Drug Enforcement Administration training documents released to MuckRock user C.J. Ciaramella show how the agency constructs two chains of evidence to hide surveillance programs from defense teams, prosecutors, and a public wary of domestic intelligence practices.
In training materials, the department even encourages a willful ignorance by field agents to minimize the risk of making intelligence practices public.
The DEA practices mirror a common dilemma among domestic law enforcement agencies: Analysts have access to unprecedented streams of classified information that might prove useful to investigators, but entering classified evidence in court risks disclosing those sensitive surveillance methods to the world, which could either end up halting the program due to public outcry or undermining their usefulness through greater awareness.
An undated slide deck released by the DEA to fleshes out the issue more graphically: When military and intelligence agencies “find Bin Laden's satellite phone and then pin point [sic] his location, they don't have to go to a court to get permission to put a missile up his nose." Law enforcement agencies, on the other hand, “must be able to take our information to court and prove to a jury that our bad guy did the bad things we say he did.”
The trainer’s notes continue, “In the old days, classified material was poison. In some ways, it still is… because if treated incorrectly, it can screw up your investigation."
A tactic known as “parallel construction” allows law enforcement to capitalize on intelligence information while obscuring sensitive sources and surveillance methods from the prosecution, defense and jury alike. DEA training documents suggest this method of reconstructing evidence chains is widely taught and deployed.

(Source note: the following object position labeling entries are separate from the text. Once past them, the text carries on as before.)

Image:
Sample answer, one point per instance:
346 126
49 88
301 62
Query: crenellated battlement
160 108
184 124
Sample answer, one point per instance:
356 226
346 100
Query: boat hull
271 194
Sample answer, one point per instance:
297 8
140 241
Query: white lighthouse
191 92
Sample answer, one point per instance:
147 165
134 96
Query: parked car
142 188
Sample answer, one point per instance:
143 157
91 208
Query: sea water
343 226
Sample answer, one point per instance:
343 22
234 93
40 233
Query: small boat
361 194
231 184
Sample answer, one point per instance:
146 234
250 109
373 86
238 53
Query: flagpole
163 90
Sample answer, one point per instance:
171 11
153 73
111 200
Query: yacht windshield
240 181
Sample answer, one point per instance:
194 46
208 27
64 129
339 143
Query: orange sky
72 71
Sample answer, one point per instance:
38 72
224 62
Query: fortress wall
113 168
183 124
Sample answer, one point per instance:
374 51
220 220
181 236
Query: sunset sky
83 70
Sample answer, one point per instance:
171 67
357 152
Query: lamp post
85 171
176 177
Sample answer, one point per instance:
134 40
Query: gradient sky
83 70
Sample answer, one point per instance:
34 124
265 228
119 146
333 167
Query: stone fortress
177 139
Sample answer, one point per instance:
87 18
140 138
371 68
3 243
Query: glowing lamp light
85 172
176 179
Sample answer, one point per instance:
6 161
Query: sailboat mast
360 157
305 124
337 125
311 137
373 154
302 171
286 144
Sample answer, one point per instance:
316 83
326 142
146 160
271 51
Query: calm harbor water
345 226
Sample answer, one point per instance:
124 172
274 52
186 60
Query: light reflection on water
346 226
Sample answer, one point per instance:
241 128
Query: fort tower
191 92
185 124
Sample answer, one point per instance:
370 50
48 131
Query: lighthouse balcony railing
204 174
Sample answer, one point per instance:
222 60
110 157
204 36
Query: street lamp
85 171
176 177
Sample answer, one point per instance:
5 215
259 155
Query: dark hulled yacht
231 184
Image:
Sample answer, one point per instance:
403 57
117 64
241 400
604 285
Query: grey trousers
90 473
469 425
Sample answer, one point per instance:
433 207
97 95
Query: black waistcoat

Last August, Reuters first reported on the practice of parallel construction by the DEA’s Special Operations Division (SOD), a secretive unit that includes representatives from the FBI, CIA and NSA. Slides obtained by Reuters defined the method as "the use of normal investigative techniques to recreate the information provided by SOD." But documents released to Ciaramella indicate that DEA trainers routinely teach the finer points of parallel construction to field agents and analysts across the country, not just within SOD.
The bulk of the release comprises eight versions of a training module, “Handling Sensitive Information.” Per lesson cover sheets, the module was created in 2007 for inclusion in entry-level analyst training programs, as well as for workshops at DEA field offices. The most recent dated revision in the release is from May 2012:
The module puts the issue of using sensitive intelligence in law enforcement a bit more delicately. Per the 2012 lesson plan, the main problem with combining intelligence collection with law enforcement investigations “is the high potential for disclosure of these sensitive sources of information in our open, public trial system.”
In addition to potential national security risks of exposing classified information and constitutional quandaries, an earlier version of the module highlights another issue with introducing sensitive or clandestine evidence into domestic trials: “Americans don’t like it.”
The instructor’s notes from the same revision clarify the public pushback rationale.
Given the “fish bowl” nature of law enforcement work, DEA Academy graduates are guided to only use techniques “which are acceptable to our citizens.”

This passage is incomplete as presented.